Assessing predictive performance of supervised machine learning algorithms for a diamond pricing model

Data files

Oct 24, 2022 version files 3.19 MB

Abstract

The diamond is 58 times harder than any other mineral in the world, and its elegance as a jewel has long been appreciated. Forecasting diamond prices is challenging due to nonlinearity in important features such as carat, cut, clarity, table, and depth. Against this backdrop, the study conducted a comparative analysis of the performance of multiple supervised machine learning models (regressors and classifiers) in predicting diamond prices. Eight supervised machine learning algorithms were evaluated in this work including Multiple Linear Regression, Linear Discriminant Analysis, eXtreme Gradient Boosting, Random Forest, k-Nearest Neighbors, Support Vector Machines, Boosted Regression and Classification Trees, and Multi-Layer Perceptron.
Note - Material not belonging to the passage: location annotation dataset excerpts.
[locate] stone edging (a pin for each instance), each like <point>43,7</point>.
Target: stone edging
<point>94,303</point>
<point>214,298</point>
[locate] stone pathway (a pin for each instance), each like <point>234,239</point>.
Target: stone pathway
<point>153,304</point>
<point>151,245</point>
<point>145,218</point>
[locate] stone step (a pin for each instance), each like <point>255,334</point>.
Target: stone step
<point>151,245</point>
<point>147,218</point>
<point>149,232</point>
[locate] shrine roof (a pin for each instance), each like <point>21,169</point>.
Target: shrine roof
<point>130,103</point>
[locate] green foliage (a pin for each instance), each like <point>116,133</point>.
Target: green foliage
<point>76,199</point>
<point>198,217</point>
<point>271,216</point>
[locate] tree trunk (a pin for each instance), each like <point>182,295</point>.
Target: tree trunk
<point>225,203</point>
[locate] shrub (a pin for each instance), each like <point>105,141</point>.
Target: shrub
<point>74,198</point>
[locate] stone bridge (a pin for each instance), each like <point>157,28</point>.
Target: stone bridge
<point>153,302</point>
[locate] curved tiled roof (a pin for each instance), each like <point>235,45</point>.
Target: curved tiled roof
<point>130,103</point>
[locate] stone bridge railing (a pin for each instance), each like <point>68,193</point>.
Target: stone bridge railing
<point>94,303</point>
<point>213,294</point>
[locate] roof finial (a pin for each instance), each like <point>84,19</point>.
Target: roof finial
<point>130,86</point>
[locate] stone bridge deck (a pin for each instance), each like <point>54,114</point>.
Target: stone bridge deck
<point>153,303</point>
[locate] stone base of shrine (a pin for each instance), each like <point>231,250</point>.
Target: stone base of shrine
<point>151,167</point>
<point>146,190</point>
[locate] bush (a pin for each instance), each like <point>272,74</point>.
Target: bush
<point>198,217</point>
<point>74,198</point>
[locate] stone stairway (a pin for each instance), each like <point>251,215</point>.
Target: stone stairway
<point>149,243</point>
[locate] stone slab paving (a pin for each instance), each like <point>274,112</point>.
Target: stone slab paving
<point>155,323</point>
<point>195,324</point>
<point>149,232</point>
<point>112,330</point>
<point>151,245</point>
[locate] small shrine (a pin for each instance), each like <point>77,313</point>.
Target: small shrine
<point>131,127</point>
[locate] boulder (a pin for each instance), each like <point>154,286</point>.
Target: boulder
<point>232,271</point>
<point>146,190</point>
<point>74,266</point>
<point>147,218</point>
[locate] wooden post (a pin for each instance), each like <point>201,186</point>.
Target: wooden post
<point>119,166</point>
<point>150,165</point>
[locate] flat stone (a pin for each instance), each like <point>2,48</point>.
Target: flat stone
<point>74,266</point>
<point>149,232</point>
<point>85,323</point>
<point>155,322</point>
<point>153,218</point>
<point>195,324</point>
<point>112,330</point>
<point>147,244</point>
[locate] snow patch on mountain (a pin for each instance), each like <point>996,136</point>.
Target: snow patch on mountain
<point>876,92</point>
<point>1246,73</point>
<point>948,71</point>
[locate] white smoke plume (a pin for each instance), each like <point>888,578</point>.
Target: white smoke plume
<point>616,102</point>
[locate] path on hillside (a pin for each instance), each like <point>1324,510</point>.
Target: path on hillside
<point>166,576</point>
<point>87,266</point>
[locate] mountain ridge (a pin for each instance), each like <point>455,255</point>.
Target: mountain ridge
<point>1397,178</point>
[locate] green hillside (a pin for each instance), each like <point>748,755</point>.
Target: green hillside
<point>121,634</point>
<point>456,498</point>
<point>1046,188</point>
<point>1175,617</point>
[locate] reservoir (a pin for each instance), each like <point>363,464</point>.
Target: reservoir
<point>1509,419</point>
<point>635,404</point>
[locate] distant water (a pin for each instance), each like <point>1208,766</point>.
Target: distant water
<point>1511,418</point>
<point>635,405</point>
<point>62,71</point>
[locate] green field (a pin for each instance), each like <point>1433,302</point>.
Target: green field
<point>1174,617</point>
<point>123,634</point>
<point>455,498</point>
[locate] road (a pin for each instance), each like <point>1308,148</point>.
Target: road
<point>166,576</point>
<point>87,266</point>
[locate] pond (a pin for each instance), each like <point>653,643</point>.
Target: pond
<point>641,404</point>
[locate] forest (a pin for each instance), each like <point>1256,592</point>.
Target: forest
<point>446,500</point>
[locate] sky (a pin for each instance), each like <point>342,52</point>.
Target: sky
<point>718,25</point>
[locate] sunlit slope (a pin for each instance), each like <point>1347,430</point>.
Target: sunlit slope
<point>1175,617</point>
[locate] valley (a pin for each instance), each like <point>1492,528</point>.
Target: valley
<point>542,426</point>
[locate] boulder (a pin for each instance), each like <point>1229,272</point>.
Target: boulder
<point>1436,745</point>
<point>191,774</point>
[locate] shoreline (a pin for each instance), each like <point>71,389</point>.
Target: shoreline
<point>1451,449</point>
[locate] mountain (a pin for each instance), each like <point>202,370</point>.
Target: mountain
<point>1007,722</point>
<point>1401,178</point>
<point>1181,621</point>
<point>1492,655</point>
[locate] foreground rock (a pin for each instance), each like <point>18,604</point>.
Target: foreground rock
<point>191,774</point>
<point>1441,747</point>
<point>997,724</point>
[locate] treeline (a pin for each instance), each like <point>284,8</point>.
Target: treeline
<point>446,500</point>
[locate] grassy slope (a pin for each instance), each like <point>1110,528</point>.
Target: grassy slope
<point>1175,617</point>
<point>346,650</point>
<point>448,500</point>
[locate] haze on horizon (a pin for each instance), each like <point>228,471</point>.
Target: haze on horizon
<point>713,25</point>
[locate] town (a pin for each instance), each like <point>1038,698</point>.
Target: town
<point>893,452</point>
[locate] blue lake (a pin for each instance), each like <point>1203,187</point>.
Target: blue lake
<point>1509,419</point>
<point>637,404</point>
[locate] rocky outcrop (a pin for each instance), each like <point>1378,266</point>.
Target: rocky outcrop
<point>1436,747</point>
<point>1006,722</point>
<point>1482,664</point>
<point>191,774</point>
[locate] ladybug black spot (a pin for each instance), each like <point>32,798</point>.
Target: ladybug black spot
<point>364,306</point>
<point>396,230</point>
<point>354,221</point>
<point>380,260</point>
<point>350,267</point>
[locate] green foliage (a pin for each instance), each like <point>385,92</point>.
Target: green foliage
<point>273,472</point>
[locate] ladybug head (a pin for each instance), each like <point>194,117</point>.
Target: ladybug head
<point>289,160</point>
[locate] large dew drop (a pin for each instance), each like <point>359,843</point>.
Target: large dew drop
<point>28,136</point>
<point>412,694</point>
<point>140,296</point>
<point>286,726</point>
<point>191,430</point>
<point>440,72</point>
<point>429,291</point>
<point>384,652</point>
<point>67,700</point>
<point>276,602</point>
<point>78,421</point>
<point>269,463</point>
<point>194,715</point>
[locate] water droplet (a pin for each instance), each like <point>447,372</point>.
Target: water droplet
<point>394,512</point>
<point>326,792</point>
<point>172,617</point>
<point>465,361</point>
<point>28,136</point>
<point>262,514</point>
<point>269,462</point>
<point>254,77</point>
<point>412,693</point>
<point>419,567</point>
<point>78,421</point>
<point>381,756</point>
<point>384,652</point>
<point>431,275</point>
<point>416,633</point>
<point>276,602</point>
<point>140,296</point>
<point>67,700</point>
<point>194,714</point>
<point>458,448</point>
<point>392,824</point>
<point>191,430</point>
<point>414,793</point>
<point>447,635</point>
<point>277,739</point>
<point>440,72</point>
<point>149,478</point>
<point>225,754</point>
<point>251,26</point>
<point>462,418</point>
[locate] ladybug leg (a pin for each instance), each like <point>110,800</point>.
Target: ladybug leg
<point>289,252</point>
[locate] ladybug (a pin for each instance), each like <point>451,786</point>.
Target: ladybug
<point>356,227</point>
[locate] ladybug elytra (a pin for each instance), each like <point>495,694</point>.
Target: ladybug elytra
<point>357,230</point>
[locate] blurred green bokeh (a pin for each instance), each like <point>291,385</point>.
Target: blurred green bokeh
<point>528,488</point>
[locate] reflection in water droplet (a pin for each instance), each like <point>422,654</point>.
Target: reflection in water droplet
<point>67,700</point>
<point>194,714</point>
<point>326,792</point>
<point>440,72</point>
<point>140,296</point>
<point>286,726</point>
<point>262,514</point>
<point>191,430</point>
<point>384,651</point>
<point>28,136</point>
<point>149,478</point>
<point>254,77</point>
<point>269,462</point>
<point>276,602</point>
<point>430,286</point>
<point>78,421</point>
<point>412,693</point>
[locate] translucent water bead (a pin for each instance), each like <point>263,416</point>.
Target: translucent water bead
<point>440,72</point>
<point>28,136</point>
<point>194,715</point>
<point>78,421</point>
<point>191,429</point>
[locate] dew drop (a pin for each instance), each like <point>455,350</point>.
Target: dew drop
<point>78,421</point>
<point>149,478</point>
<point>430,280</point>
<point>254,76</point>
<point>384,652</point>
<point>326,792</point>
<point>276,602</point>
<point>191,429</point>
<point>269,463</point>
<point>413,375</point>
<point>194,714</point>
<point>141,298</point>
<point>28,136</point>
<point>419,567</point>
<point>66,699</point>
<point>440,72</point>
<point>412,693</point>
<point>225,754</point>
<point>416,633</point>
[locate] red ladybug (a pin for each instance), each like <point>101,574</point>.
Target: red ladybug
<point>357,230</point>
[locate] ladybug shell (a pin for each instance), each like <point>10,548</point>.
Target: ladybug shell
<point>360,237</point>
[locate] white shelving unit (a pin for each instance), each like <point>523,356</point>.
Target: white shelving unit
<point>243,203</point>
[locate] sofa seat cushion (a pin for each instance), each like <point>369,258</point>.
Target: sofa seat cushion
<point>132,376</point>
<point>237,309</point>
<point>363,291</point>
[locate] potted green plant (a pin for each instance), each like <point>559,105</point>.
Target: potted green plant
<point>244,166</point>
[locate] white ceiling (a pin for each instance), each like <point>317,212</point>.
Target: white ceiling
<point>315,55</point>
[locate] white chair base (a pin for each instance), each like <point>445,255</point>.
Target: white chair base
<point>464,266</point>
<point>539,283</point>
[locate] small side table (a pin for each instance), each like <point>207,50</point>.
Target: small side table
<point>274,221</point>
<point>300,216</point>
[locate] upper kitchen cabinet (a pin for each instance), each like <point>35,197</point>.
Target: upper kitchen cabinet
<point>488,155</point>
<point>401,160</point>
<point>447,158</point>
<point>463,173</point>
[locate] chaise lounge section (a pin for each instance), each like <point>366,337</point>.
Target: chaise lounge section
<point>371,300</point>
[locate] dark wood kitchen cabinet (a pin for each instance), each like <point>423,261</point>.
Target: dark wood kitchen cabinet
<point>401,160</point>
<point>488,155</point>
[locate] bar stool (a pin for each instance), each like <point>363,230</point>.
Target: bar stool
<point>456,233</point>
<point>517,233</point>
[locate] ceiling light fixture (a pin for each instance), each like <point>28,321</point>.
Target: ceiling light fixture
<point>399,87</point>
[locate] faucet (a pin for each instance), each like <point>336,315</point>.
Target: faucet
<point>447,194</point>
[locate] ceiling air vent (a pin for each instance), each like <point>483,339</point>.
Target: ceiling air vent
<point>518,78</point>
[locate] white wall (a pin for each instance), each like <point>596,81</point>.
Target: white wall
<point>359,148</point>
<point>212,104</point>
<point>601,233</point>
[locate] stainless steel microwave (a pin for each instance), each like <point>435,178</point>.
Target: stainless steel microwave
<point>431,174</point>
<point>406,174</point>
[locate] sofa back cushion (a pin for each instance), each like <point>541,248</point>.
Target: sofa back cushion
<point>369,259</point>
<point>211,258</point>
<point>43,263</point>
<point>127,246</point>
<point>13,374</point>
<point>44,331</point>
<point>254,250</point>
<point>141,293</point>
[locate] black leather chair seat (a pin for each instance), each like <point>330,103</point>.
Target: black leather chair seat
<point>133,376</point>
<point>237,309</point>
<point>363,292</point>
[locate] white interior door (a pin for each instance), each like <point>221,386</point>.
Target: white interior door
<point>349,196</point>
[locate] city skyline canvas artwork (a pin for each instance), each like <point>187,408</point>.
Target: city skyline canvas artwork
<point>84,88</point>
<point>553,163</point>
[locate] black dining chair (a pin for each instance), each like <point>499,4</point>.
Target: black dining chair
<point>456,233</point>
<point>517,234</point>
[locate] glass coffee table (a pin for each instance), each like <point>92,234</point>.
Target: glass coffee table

The analysis is based on data preprocessing, exploratory data analysis (EDA), training the aforementioned models, assessing their accuracy, and interpreting their results. Based on the performance metrics values and analysis, it was discovered that eXtreme Gradient Boosting was the most optimal algorithm in both classification and regression, with a R2 score of 97.45% and an Accuracy value of 74.28%. As a result, eXtreme Gradient Boosting was recommended as the optimal regressor and classifier for forecasting the price of a diamond specimen.